Page MenuHomePhabricator

Parsoid needs a core-compatible LinkTarget interface
Closed, ResolvedPublic

Description

A number of methods of ParserOutput currently take a Title or Title-related class, like LinkTarget, as arguments. This leads to two problems:

  1. Parsoid can not directly define an API with these methods, because the Title class is part of core and Parsoid can't reference it without introducing a circular dependency between core and Parsoid. Further the Title class is too enmeshed in core to allow easy refactoring into an independent library.
  2. Eager resolution of strings into Titles causes inefficient database churn. It is preferable to use types which either avoid requiring database queries entirely, or to the extent they are required (for example, to look up the article ID associated with a title), perform such queries in batches.

'''OLD PLAN:'''
To solve both of these issues we propose to introduce a LazyLinkTarget class, and accept LazyLinkTarget|LinkTarget as arguments to ParserOutput. We will attempt to defer resolution of LazyLinkTarget as long as possible, so that it is possible to do so in a batch only as needed.

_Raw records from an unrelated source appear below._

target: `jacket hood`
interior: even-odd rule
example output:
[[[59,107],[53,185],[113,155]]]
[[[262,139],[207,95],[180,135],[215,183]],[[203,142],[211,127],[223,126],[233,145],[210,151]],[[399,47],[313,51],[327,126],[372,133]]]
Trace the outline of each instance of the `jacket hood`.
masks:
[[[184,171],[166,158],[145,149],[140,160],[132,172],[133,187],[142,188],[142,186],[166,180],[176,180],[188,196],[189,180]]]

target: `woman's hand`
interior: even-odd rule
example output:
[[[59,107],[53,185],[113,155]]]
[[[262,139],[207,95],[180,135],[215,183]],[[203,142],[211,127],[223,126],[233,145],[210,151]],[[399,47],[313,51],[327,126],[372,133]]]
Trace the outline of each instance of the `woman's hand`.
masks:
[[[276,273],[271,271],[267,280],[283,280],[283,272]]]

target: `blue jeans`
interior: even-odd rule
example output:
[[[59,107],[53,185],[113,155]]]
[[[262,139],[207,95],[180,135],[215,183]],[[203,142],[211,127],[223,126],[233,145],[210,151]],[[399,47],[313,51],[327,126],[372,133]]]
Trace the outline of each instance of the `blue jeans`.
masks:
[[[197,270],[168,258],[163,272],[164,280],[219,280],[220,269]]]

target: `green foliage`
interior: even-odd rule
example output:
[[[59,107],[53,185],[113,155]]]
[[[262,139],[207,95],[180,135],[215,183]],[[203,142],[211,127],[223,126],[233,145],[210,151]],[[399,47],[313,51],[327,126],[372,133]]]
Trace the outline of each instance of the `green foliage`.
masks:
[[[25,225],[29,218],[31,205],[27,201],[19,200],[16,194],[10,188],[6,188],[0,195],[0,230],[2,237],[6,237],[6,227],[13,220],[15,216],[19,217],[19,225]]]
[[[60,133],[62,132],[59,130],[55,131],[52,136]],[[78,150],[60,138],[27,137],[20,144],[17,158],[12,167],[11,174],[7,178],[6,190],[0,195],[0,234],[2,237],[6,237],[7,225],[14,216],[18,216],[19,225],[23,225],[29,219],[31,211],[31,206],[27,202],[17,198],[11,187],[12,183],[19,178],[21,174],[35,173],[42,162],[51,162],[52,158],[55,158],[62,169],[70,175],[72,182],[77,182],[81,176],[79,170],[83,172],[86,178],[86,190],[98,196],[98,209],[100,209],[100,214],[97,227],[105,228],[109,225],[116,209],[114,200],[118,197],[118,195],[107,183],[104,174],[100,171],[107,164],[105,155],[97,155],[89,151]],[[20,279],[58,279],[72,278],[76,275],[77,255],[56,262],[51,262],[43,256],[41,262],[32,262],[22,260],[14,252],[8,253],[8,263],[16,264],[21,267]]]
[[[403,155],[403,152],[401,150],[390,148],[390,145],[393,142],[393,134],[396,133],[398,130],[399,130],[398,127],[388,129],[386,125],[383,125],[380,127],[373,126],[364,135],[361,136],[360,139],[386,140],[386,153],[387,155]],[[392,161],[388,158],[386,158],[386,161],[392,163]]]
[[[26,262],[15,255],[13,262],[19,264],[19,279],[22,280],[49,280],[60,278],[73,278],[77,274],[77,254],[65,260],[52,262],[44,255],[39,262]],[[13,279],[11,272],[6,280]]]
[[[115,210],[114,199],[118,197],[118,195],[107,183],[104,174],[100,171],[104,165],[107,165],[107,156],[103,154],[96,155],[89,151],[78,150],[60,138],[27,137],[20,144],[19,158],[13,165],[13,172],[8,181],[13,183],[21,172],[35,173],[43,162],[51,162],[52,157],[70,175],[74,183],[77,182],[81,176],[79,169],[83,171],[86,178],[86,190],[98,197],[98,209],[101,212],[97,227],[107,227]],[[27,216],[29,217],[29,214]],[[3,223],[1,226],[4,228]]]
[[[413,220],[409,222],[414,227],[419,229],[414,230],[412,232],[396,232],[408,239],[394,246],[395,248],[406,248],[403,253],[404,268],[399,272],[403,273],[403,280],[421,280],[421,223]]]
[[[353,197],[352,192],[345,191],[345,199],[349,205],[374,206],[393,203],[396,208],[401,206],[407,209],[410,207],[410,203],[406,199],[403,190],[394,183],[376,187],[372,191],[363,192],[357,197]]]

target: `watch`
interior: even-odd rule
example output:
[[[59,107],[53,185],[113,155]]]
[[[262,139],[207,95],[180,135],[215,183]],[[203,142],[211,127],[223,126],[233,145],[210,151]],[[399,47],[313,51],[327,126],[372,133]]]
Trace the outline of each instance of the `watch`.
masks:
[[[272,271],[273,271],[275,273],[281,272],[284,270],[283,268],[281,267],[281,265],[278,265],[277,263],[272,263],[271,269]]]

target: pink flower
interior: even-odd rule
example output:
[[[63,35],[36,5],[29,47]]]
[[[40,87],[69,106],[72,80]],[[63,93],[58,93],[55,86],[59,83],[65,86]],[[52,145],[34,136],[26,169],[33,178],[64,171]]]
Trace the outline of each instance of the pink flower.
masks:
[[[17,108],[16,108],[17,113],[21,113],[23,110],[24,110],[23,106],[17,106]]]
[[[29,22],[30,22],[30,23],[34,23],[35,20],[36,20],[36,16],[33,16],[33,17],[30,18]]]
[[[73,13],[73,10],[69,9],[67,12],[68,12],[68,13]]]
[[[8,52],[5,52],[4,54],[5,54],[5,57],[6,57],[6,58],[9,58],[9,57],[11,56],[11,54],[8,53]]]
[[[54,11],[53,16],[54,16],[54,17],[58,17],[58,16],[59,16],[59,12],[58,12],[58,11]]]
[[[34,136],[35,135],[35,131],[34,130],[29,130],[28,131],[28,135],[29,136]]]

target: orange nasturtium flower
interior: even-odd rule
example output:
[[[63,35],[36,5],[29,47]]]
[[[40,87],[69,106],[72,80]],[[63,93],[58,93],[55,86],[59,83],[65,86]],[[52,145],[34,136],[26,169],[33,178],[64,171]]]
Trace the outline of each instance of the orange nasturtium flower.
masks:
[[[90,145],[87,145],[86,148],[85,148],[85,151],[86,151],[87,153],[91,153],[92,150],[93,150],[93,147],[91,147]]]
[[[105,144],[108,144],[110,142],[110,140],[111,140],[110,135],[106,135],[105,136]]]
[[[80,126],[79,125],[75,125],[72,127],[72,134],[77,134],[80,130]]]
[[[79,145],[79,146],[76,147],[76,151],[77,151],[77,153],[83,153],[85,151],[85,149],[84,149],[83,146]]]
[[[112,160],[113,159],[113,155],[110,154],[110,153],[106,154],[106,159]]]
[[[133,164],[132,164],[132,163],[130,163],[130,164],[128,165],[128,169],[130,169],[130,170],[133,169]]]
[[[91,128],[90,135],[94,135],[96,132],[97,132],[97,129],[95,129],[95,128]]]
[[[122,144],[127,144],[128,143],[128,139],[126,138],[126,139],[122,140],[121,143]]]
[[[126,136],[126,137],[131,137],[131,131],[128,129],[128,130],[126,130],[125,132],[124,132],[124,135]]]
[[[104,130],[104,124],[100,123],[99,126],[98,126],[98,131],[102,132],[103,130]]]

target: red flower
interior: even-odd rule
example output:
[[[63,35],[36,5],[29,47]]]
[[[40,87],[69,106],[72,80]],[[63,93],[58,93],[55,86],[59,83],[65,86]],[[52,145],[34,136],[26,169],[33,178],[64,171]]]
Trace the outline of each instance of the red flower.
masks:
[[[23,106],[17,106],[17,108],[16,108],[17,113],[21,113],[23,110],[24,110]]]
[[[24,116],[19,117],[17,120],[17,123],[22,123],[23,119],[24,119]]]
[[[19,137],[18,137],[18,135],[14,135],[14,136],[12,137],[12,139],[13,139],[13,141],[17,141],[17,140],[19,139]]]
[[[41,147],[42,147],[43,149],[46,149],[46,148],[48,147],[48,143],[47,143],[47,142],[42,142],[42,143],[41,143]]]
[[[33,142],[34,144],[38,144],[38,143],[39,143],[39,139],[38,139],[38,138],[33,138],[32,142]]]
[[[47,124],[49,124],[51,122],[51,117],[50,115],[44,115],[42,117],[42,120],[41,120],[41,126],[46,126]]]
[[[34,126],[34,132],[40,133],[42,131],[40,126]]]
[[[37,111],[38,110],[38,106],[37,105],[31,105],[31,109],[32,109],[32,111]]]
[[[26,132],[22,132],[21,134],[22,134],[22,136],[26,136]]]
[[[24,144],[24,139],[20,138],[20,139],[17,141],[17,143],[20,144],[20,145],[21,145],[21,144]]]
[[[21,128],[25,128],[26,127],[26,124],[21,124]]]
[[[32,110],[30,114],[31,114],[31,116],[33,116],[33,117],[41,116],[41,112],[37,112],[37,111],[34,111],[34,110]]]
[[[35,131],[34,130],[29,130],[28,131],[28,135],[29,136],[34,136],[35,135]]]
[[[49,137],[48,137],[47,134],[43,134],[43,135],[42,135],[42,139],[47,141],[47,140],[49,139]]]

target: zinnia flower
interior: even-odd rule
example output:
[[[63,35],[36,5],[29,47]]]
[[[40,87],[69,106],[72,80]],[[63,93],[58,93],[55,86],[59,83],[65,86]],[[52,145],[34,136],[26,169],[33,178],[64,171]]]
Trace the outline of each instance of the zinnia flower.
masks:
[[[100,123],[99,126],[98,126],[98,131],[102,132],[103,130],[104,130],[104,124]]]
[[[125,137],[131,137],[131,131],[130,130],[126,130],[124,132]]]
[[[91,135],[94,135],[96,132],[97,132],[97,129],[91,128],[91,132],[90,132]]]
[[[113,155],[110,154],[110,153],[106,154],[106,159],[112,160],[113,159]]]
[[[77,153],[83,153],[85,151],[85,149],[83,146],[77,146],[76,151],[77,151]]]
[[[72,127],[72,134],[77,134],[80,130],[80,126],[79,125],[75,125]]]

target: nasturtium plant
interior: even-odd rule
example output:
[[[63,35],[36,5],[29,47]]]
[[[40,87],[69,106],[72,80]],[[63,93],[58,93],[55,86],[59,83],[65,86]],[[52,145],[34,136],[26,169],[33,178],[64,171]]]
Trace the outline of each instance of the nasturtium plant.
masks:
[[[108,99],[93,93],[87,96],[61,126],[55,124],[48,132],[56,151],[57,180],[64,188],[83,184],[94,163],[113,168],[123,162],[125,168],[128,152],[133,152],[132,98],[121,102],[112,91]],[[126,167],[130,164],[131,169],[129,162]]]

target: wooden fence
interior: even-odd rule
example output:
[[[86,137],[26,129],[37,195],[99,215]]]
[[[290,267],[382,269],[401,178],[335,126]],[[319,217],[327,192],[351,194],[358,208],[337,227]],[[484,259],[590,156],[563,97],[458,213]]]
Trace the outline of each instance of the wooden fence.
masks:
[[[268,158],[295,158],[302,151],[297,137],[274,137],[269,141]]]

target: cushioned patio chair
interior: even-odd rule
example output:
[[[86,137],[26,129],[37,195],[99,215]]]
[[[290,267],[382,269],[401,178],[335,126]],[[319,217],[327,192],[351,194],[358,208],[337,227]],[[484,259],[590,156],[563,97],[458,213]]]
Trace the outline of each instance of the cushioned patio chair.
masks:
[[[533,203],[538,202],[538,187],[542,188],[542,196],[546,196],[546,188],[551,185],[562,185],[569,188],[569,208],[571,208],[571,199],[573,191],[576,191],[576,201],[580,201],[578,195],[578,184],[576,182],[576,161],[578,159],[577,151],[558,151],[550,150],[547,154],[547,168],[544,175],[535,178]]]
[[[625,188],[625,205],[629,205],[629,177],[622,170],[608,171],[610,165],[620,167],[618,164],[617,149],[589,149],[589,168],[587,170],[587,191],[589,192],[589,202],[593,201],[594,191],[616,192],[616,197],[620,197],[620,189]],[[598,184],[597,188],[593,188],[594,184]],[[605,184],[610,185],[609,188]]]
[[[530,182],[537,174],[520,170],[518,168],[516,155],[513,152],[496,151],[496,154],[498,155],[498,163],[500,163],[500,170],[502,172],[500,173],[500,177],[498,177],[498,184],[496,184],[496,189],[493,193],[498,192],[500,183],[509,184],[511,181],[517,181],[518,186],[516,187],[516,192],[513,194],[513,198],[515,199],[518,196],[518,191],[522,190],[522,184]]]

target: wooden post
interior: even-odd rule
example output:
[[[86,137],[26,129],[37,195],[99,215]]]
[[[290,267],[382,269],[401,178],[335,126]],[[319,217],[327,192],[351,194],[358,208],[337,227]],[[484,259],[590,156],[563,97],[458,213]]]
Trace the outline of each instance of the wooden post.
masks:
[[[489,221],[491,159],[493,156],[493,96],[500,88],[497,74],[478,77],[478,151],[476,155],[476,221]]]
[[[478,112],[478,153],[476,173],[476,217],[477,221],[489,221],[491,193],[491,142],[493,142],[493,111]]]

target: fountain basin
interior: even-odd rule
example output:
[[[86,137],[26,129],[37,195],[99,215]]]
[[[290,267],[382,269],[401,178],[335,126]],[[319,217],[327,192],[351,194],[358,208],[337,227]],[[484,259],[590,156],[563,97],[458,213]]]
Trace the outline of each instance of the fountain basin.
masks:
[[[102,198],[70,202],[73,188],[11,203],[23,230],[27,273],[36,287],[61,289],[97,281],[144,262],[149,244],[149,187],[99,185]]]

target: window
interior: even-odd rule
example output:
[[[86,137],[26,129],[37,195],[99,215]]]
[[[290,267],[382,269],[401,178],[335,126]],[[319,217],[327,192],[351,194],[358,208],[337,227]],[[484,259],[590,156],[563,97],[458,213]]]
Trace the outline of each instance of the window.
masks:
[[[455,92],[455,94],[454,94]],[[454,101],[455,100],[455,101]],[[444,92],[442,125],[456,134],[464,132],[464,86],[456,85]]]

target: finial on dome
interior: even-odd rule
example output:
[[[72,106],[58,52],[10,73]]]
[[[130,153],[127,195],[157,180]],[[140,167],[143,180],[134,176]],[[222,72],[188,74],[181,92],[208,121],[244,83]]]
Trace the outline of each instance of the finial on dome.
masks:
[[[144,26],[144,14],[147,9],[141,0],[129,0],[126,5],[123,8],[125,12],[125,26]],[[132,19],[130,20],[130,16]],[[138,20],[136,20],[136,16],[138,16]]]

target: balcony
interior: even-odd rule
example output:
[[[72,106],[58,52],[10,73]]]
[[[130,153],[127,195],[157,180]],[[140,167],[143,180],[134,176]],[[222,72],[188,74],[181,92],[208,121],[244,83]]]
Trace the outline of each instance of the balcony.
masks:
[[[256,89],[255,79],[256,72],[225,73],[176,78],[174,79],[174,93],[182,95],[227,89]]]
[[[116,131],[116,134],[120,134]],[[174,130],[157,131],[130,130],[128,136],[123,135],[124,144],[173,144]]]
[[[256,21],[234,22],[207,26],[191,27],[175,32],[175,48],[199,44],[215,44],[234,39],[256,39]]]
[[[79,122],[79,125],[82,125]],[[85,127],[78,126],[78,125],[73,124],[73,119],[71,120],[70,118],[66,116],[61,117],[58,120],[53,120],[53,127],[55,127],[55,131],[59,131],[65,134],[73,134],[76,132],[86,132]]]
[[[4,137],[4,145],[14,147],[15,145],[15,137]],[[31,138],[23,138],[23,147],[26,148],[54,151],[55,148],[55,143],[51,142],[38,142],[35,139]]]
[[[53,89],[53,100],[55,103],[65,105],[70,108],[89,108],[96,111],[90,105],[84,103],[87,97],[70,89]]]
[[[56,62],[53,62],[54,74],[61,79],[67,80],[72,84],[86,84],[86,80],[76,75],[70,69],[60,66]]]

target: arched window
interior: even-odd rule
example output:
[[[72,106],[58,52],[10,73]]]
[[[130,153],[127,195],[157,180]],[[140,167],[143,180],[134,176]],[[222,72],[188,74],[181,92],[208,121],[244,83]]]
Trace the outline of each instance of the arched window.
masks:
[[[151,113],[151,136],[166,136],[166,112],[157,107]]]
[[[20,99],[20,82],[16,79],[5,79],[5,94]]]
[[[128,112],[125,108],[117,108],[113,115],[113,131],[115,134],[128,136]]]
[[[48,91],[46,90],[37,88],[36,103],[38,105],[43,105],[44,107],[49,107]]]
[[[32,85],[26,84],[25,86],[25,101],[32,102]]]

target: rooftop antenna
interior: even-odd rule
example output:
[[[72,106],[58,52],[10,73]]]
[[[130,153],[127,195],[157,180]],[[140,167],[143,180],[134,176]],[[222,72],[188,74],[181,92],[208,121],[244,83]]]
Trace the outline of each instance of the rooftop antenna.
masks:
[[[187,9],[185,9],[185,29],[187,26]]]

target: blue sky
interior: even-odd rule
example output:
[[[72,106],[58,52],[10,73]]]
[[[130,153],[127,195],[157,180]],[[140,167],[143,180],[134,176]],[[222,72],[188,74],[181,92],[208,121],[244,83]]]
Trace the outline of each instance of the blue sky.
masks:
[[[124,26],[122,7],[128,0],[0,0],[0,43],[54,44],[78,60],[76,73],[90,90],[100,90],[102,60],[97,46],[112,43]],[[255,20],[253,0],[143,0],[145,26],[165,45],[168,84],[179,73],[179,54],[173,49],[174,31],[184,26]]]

We'll also introduce a "LazyLinkTarget" factory type in Parsoid, which turns strings (or ints, see comment below) into "LazyLinkTarget" objects. This can be a marker interface in standalone Parsoid, since Parsoid never needs to be able to interrogate a LazyLinkTarget in any way. In core, the LazyLinkTarget factory would be instantiated in such a way that title resolution occurs in batches.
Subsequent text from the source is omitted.